How does search engine work? 04/18 Update SLTechnology News&Howtos

How does search engine work?

2025-04-18 Update From: SLTechnology News&Howtos shulou NAV: SLTechnology News&Howtos > Internet Technology >

Shulou(Shulou.com)06/01 Report--

This article introduces the relevant knowledge of "what is the working principle of search engine". In the operation of actual cases, many people will encounter such a dilemma, so let the editor lead you to learn how to deal with these situations. I hope you can read it carefully and be able to achieve something!

The development process of search engine

The ancestor of the modern search engine is Archie, which was invented by Alan Emtage, a student at the University of Montreal in 1990. Even without the Internet, file transfers in the network are still quite frequent, and because a large number of files are scattered in various scattered FTP hosts, it is very inconvenient to query, so Alan Emtage came up with the idea of developing a system that can find files by file name, so there is Archie. The working principle of Archie is very similar to that of the current search engine. It relies on script programs to automatically search the files on the Internet, and then index the relevant information for users to query with certain expressions.

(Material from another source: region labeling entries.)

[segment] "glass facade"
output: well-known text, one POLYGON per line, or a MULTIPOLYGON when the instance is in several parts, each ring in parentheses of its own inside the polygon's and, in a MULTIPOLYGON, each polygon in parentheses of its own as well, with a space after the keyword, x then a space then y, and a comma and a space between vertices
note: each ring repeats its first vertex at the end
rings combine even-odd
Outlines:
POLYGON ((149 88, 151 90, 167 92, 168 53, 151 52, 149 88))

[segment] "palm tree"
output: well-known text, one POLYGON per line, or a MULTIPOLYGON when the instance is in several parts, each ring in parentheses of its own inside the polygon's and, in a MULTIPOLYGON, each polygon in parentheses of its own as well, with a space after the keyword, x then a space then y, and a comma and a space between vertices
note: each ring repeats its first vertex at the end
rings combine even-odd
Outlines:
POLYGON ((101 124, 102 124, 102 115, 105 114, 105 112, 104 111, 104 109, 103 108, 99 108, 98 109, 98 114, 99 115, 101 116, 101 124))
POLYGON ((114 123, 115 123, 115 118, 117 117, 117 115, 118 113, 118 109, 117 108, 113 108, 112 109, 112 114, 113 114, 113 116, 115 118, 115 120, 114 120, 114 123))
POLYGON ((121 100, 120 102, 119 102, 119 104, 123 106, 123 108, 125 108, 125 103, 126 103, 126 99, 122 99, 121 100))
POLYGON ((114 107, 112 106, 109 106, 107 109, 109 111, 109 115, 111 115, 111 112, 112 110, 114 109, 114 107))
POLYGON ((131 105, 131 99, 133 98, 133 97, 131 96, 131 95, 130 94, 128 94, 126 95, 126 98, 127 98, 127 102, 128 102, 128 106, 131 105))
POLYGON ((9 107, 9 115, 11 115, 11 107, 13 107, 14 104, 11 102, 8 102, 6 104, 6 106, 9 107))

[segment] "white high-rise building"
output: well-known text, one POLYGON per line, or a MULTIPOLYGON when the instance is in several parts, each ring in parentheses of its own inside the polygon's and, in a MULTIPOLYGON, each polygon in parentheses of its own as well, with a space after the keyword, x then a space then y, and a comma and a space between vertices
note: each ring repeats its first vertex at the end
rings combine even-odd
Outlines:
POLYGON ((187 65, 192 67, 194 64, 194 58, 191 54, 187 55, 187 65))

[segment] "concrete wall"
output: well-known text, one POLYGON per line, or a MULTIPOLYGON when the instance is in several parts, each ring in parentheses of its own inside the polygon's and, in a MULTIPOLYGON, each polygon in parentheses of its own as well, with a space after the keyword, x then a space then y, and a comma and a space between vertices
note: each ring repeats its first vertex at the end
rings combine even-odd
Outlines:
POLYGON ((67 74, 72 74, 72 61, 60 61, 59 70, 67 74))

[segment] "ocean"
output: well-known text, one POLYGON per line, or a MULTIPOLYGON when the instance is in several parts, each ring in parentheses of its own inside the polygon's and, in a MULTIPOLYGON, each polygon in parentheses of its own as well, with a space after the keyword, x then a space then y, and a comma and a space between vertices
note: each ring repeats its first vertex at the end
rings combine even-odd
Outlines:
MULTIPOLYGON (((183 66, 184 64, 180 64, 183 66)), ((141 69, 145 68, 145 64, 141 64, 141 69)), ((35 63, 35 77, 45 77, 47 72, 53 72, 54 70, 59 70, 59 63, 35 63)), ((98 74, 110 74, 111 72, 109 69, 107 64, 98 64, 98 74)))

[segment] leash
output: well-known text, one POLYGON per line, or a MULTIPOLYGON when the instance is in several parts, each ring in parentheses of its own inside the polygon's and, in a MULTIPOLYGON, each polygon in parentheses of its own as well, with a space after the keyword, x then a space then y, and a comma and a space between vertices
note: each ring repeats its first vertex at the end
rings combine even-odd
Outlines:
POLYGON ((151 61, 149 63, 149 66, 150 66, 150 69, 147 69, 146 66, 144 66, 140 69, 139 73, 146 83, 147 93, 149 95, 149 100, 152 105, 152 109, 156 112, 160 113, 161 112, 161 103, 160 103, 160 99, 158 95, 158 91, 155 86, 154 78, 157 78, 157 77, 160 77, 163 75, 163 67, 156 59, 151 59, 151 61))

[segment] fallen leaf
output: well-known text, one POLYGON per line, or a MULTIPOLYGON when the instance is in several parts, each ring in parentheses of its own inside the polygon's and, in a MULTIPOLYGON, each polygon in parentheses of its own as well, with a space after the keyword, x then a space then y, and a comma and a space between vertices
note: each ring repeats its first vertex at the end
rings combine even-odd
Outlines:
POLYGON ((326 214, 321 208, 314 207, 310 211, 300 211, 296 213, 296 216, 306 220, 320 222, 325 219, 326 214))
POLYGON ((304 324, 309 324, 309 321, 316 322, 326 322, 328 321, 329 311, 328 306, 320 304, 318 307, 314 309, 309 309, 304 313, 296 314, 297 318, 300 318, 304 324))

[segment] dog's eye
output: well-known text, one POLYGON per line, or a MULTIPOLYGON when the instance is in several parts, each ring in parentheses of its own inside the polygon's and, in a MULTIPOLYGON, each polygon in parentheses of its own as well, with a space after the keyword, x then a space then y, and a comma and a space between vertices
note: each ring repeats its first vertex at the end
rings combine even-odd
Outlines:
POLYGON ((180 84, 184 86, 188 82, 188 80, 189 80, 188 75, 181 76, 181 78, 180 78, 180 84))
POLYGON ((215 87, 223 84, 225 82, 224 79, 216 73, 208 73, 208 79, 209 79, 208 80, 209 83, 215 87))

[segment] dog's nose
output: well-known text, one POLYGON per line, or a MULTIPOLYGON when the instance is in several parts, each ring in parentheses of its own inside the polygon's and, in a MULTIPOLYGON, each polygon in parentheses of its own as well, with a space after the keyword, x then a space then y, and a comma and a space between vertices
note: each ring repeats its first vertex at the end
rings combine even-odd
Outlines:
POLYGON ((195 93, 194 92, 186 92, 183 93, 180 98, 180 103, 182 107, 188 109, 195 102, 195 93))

After the rise of the Internet, tools that can be monitored are needed. The world's first "robot" program to monitor the scale of the Internet was World wide Web Wanderer developed by Matthew Gray. At first, it was only used to count the number of servers on the Internet, and later developed to be able to retrieve the domain name of a website.

With the rapid development of the Internet, a large number of new websites and web pages are added every day, and it becomes more and more difficult to retrieve all the new web pages. therefore, on the basis of Matthew Gray's Wanderer, some programmers have made some improvements to the working principle of the traditional "spider" program. Modern search engines are developed on this basis.

Search engine classification

Full-text search engine

At present, the mainstream is full-text search engine, the more typical representatives are Google, Baidu. Full-text search engine refers to the information of each website extracted from the Internet (mainly web text), saved in the database established by oneself. After the user initiates the retrieval request, the system retrieves the relevant records that match the user's query conditions, and then returns the results to the user in a certain order. From the point of view of the source of search results, full-text search engines can be subdivided into two types, one is to have their own search program (Indexer), commonly known as "Spider" program or "Robot" program, and build their own web page database, and the search results are called directly from their own data storage layer; the other is to rent the database of other engines and arrange the search results in a custom format, such as Lycos engine.

Directory index class search engine

Although there is a search function, it cannot be called a real search engine in a strict sense, it is just a list of website links classified by directory. Users can find the information they need according to the classified catalogue and do not rely on keywords (Keywords) to query. The most representative of the catalogue index is the famous Yahoo and Sina classified catalogue search.

Meta search engine

When accepting the user's query request, the meta-search engine searches on a number of other engines at the same time and returns the results to the user. The famous meta-search engines are InfoSpace, Dogpile, Vivisimo and so on, and the representative Chinese meta-search engine is Soso Star search engine. In terms of search results arrangement, some search results are arranged directly by source engine, such as Dogpile, while others are rearranged and combined according to self-defined rules, such as Vivisimo.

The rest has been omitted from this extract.